Chicago-based Cannabis giant Cresco Labs loss widens on $61M charge for taxes
Revenue remains about flat at $184 million.
Cannabis retailer Cresco Labs Inc. said Thursday its second-quarter loss widened on a $61 million charge related to its tax position, as revenue remained about flat.
Cresco Labs said it lost $51.18 million in the quarter, after losing $2.06 million in the year-ago period.
The company did not provide figures for loss per share. Second-quarter revenue edged up to $184.36 million from $184.3 million in the year-ago period, and came in below the FactSet consensus estimate of $184.8 million.

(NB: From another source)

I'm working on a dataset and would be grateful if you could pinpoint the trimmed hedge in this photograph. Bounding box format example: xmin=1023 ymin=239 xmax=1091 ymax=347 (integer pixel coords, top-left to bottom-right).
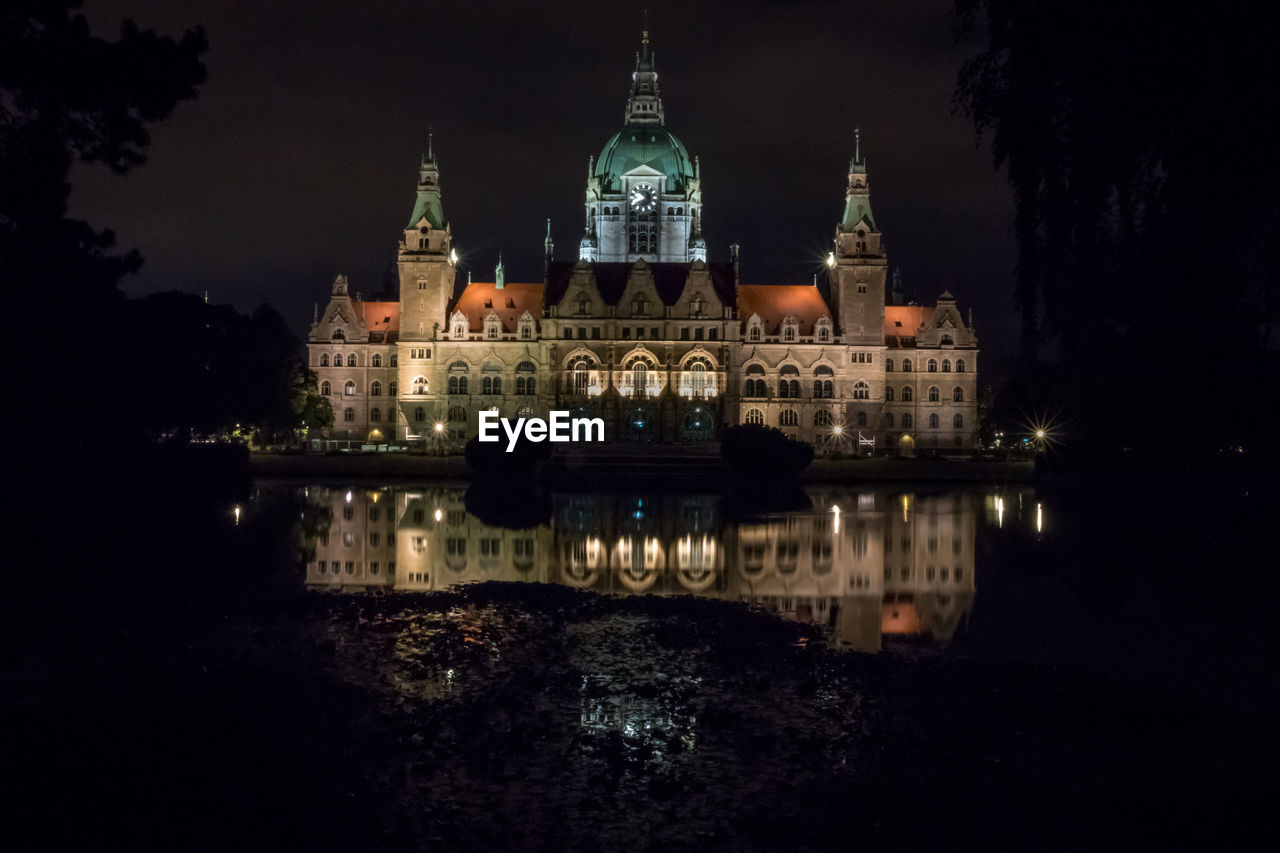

Cresco Labs said it expects to recognize $65 million in cash savings in 2024 based on its projected tax impact, but it took the $61 million charge to cover its tax position.
If the federal government lowers the classification of cannabis to Schedule III as proposed, the 280E tax rules that prohibit cannabis companies from taking standard business deductions would no longer apply.
Cresco Labs Chief Executive Charles Bachtell said the “pace of [cannabis] reform challenges even the most patient of us.”
While the company now maintains that the 280E rules no longer apply to its business, the tax position remains uncertain.
The company “intends to update its tax position going forward to file as a normal business,” Cresco Labs said.
Cresco Labs’ stock is up 6.7% so far in 2024, compared to a 5.4% drop by the AdvisorShares Pure U.S. Cannabis EFT MSOS.